Even though the Secretary of State did not use emergency powers to mail absentee ballot request forms to registered Iowa voters before the June 2020 primary election, this was a clear attempt by the Legislature to intimidate the Secretary into not mailing absentee ballot request forms to all registered Iowa voters again. The Legislative Council then turned down a proposal to allow the Secretary to do a similar mailing for the November elections.

This is particularly appalling given the record-breaking June 2020 primary election in which more than 531,000 Iowans voted, breaking the previous record of 449,490 in 1994. In June, more than 424,000 Iowans voted absentee, compared to 38,000 in the 2016 primary election.

Fortunately, in July, the Legislative Council approved a request by the Iowa Secretary of State, allowing his office to mailing absentee ballot request forms to registered voters in their counties to make it easier for voters to exercise that right, protect their health and protect public health during the COVID-19 pandemic.

The other bill, HF 2643, expanded voter ID to in-person early voting and prohibited county auditors from using the information in the voter system that voters already provided to them to fill in blanks on the absentee ballot request form if the voter writes incomplete or incorrect information on the form and instead requires the county auditors to contact the voter by telephone, email or physical mail to get the information.

These barriers to early voting—either in-person or by mail—are burdensome and unnecessary, and are even more so during a worldwide pandemic.

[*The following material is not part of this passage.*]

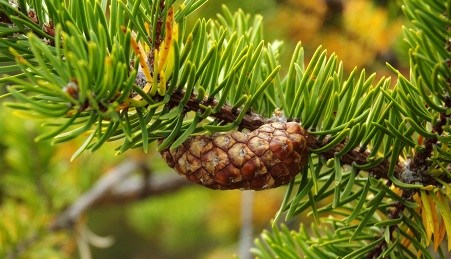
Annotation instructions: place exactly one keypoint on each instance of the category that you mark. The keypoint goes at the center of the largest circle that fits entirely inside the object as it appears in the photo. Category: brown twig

Good Bills That Didn't Pass

Unfortunately, a number of bills that would have promoted civil liberties didn’t make it through the session. Those bills would have:

  • Required employers to provide reasonable accommodations to pregnant workers (HF 109)
  • Eliminated criminal penalties for possessing marijuana (HF 2208)
  • Provide court-awarded attorney fees for successful local “ban-the-box” challenge (HF2309)
  • Barred conversion therapy for minors regarding sexual orientation/gender identity (HSB 698/SF 2257)
  • Allowed college student ID cards without a photo and expiration date to be used for voter registration (SF 2126)
  • Prohibited employer from requiring employee have a microchip or other device implanted or inserted in the employee’s body (HF 2361)

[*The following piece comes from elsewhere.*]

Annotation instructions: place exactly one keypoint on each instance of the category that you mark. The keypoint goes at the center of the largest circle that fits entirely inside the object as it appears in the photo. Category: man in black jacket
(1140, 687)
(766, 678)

Bad Bills That Didn't Pass

We're glad to report that a number of anti-civil liberties bills, including 13 anti-LGBTQ bills, did not make it through the session. They would have:

  • Removed gender identity from the Iowa Civil Rights Act (HF 2164)
  • Given license for any person or business to discriminate in the name of religion  (SF 508)
  • Limited the power of the Iowa Judicial Branch, a separate, co-equal branch of government, and authorized the Legislature to overturn Iowa Supreme Court decisions and/or impeach justices who the Legislature believed decided a case wrongly (SSB 3181)
  • Barred healthcare providers from providing gender-affirming procedures to minors by threatening them with  criminal penalties (SF2213) or civil penalties (HF 2272)
  • Required applicants to tell the government their sexual orientation based on a limited list of sexual orientations provided by the government on a marriage license and created a presumption in law against LGBTQ parents getting custody of their children  (SF 2130)
  • Required high-school athletes to compete based upon their sex designation at birth (HF 2202)
  • Required law enforcement to racially profiling immigrants in Iowa to collect data on the number and types of number and types of citations issued to some, but not all, immigrants. It also would have required collecting data on the number of and types of crimes some, but not all, immigrants were convicted of.

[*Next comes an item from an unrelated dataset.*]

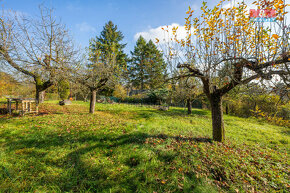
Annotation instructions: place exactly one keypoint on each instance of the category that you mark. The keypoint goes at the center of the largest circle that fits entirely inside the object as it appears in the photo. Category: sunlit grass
(126, 148)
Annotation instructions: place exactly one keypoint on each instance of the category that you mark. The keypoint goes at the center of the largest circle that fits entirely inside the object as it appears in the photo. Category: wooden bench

1 In 2016, HF 2376 and SF 2173 were introduced. HF 2376 wasn’t even assigned to a subcommittee and died, while SF 2173 passed out of committee in the Senate, became SF 2267 then died. In 2017, HF 499 and SSB 1177 were introduced. Yet again, the House bill, HF 499, wasn’t even assigned to a subcommittee and died. The Senate bill, SSB 1177, passed out of committee then died. In 2018, the Senate revived SSB 1177; it passed out of committee then died. The House took no action in 2018.  In 2019, HF 122 was introduced, wasn’t assigned a subcommittee and died; the Senate took no action.